…Говорят, что существует тысяча способов быть счастливым в браке.
С годами, я сделал открытие: ни одного из этих способов люди не знают…
Это не значит, что в браке нет счастья. Это значит, что для счастья не существует чужого опыта…
…Воскресный летний день выдался солнечным и жарким, ровно настолько, чтобы улицы опустели, а все столики на террасках кафешек заполнились и в столице, и в ее пригородных городках.
За одним из столиков во дворе «Макдональдса», отгороженном от остального города заборчиком высотой по колено мужчины среднего роста, сидели художник Петр Габбеличев и поэт Иван Головатов.
В том, что за столиком одного из канадских кафе в подмосковном райцентре сидели Иван и Петр, не было ничего библейского, и ничто не должно было наводить на мысли о старинных русских приданиях.
К всемирной глобализации, происходившее на террасе «Макдональдса», тоже имело весьма отдаленное отношение.
Вернее, затрагивало глобализацию совсем иного рода.
Перед каждым из мужчин, на плетеном пластмассовом столике находился стандартный набор из сэндвичей, кофе и стружек картошки-фри в высоком, разукрашенном подобием рекламы, стаканчике.
«Макдональдс» летом, в полдень, это место, куда ходят не голодные люди, а люди, которым хочется просто посидеть и поболтать.
Петр и Иван не отличались от всех остальных – они сидели и разговаривали.
С другой стороны, «Мак-Дональдс» – не такое место, где разговаривают о чем-то серьезном, и за столиком, за которым сидели Петр и Иван, как и за всеми остальными столиками, разговор шел ниочем, то есть о том, в чем разбираются все: о политике, о футболе, о погоде. Кроме этого, Петр и Иван говорили еще об одном общедоступном и всем понятном – о том, о чем говорить, вообще не стоит – об искусстве.
– …Почему, это, нам не стоит говорить об искусстве? – спросил как-то Ивана Головатова инструктор краевого управления культуры в городе Красноярске, куда Иван забрел по случаю во время перелета из Ленска в Москву.
Самолет, на котором летел Головатов, подзасел в Красноярске из-за дождливой погоды, Иван сдал билет и решил побродить по новому для себя городу день-другой.
В управление культуры, куда он зашел, чтобы разузнать насчет койки в гостинице, его попросили прочитать лекцию «об искусстве» – как выразился инструктор – для работников городского коммунального хозяйства.
– У нас, в крае, можно сказать, все разбираются в искусстве, а вы – столичный поэт… – толи инструктор хотел, таким образом, закомплементить Ивана, толи, он сам был бывшим коммунальщиком, но Головатов посчитал, что отрывать людей от дел глупо, особенно в дождь, и ответил просто:
– Если есть что-то, в чем разбираются все, значит, в этом никто ничего понять не в состоянии…
– …Может просто, когда человеку за пятьдесят, – проговорил Петр, глядя не на Ивана, а куда-то в пустоту, называемую поэтами и космофизиками небом, – С политикой, футболом, погодой и искусством, вообще, начинает твориться что-то непонятное.
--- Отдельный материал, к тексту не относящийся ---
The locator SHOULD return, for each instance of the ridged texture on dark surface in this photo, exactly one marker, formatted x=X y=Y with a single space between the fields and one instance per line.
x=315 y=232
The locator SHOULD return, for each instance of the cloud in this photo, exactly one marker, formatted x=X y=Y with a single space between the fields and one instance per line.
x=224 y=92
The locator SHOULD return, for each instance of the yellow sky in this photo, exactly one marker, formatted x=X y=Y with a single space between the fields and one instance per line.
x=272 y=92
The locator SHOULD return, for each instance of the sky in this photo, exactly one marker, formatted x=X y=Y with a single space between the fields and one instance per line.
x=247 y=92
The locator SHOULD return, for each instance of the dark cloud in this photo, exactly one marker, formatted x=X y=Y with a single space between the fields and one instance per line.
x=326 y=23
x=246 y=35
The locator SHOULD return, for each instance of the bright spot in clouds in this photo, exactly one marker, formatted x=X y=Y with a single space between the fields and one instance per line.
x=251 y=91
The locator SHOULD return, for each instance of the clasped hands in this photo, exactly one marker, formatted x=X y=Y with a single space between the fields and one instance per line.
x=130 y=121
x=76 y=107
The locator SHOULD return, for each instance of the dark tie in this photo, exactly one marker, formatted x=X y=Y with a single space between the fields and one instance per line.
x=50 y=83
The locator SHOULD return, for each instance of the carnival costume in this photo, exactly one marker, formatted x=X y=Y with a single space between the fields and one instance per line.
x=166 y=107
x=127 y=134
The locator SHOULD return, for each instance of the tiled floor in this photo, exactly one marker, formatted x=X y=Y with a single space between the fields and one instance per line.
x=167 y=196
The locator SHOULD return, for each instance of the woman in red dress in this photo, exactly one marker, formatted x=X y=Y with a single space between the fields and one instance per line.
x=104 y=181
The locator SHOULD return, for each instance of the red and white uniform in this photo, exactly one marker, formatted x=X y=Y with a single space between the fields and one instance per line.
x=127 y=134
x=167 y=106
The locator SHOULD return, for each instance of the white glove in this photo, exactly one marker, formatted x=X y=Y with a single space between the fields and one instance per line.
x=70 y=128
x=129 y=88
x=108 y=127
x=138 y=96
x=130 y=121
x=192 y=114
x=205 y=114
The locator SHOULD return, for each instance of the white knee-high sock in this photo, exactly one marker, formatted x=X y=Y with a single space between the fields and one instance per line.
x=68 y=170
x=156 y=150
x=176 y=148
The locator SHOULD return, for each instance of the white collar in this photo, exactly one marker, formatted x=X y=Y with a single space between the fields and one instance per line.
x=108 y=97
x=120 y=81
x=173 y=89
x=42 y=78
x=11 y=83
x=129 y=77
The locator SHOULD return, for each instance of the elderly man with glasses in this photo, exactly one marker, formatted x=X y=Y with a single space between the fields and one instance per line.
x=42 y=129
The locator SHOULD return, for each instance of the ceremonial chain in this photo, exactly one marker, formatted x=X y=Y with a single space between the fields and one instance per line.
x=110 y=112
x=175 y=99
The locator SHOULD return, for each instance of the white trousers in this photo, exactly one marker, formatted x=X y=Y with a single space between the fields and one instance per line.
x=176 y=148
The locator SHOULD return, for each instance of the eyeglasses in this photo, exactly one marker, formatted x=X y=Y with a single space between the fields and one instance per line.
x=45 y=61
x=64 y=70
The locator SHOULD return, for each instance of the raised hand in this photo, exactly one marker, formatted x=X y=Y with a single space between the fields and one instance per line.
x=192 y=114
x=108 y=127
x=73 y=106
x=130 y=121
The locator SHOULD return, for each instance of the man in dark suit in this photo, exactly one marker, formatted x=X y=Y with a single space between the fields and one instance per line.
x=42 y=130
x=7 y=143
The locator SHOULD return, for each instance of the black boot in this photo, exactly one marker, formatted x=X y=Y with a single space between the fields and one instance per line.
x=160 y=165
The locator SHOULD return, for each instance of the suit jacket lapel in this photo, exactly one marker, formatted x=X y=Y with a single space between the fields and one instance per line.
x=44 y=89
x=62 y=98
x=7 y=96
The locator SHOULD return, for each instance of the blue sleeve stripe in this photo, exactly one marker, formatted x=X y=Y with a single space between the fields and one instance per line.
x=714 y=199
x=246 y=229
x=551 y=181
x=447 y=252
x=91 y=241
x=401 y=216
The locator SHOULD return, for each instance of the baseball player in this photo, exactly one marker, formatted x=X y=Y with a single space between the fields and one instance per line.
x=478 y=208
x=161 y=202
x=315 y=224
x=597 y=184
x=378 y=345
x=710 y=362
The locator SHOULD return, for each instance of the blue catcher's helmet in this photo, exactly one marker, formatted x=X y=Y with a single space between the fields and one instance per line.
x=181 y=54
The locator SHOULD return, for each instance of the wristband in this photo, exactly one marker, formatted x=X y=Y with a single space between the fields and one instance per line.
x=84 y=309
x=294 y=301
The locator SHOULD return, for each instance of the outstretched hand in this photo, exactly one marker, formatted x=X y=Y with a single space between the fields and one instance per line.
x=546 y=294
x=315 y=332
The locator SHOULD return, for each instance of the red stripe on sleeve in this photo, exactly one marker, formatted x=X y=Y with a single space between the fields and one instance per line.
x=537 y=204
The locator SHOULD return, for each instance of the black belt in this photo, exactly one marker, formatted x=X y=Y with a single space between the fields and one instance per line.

– А может еще проще, – ответил ему Иван, – В политике, футболе, погоде и искусстве, как в любви – понятно, когда выходит плохо, но неизвестно как нужно делать, чтобы получилось хорошо.
В этот момент, мимо столика, за которым сидели Петр и Иван, прошли две проститутки.
Девицы были довольно симпатичными и напоминали лучики. Только непрямые, а преломленные плохоотполированными линзами и отраженные многими зеркалами, некоторые из которых страдали кривизной.
Казалось, порочности они несли не больше, чем все остальные девушки на улице. Просто, свою порочность, они несли нескрывая.
Напоказ.
Нарочито.
– …Ну, а если, у людей такой нарочитый вкус! – без всякого сомнения, в своей правоте, сказал презентальный галерейщик на открытии глупого, пошлого и бессмысленного людосбора, названного иностранным словом «биенале», и, оттого, еще более глупого, пошлого и бессмысленного.
Петр не стал спорить, потому, что предмета спора не видел. Он просто ушел, подумав:
– Нарочитость – это отсутствие вкуса.
Девушки-проститутки – словосочетание, рожденное от брака интеллигентности с реальностью – поставили свою личную жизнь на рынок и на план одновременно, и Петр, провожая их взглядом, незлобно усмехнулся:
– Троцкистки секса.
Художник и поэт были знакомы так давно, что многое в их разговоре, уже не нуждалось в дополнительных словах.